Tout le monde a en tête l'insolente allégresse des premières pages de La Chartreuse de Parme: le 15 mai 1796 le jeune général Bonaparte entre dans Milan, 9 ans avant de s'y faire couronner. A cette date, Milan devient la capitale du royaume d'Italie: ce n'est pas la seule annexe de l'Empire. Quelques-uns des 130 départements qu'il compte à son zénith sont en terre italienne. Rome et ses palais échappent ainsi à Pie VII, kidnappé entre 1809 et 1814.
Plus au sud, le royaume de Naples, dirigé par Joseph Bonaparte puis par les Murat, conjugue de même réorganisation politique, fiscale et intense mécénat artistique. Cette Italie française, le rôle décisif des frères et soeurs de Napoléon méritaient bien l'hommage ambitieux d'Ajaccio, fidèle à l'aigle corse.

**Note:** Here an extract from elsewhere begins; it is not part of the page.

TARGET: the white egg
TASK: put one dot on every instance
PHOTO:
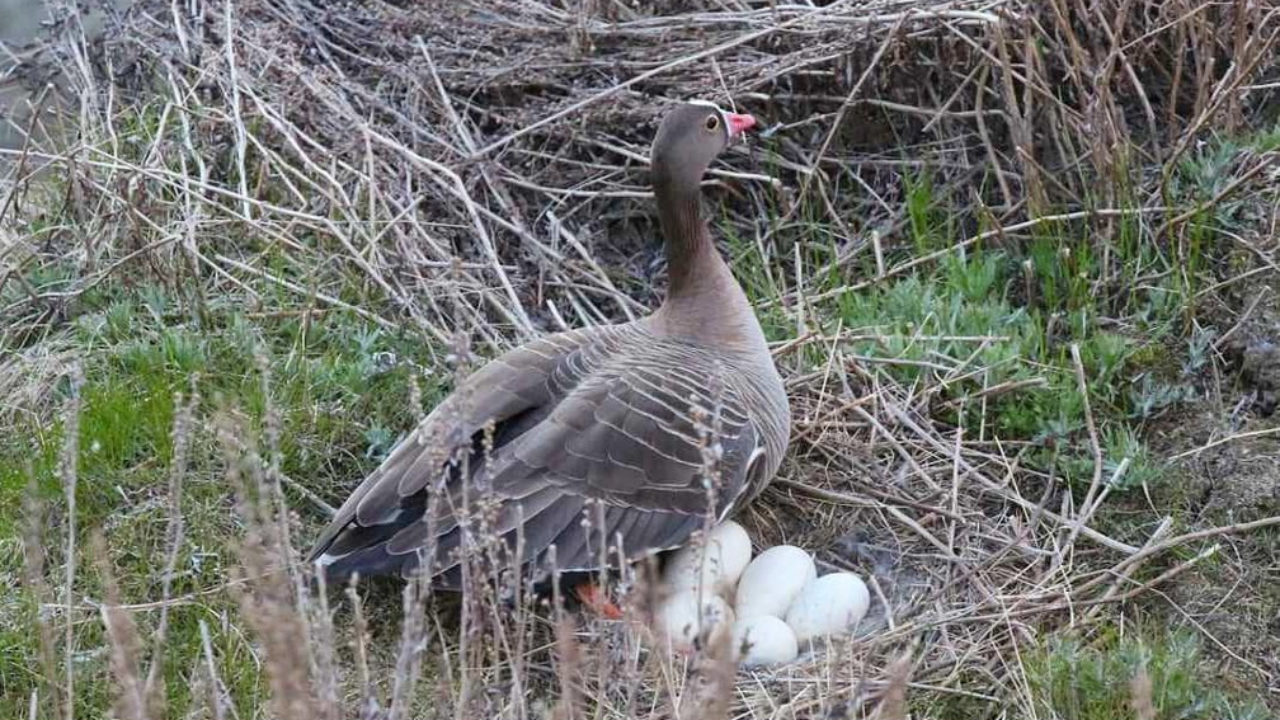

Avec l'appui de Versailles, de Fontainebleau et de la Malmaison, le musée Fesch, du nom de l'oncle maternel de l'empereur, se prête parfaitement à la démonstration, qui tient du roman familial, de la leçon d'histoire et du bilan artistique. Deux toiles symbolisent le temps de la conquête, la campagne de 1796 et celle, plus fructueuse, de 1800. D'un côté la fougue de Bonaparte au pont d'Arcole par Gros, de l'autre le général franchissant les Alpes à la suite d'Hannibal et Charlemagne. D'un tableau à l'autre la peinture invente un destin qui triomphera même de Waterloo. Sommes-nous délivrés du mythe que David et ses contemporains ont forgé sous la conduite du nouveau maître de l'Europe ?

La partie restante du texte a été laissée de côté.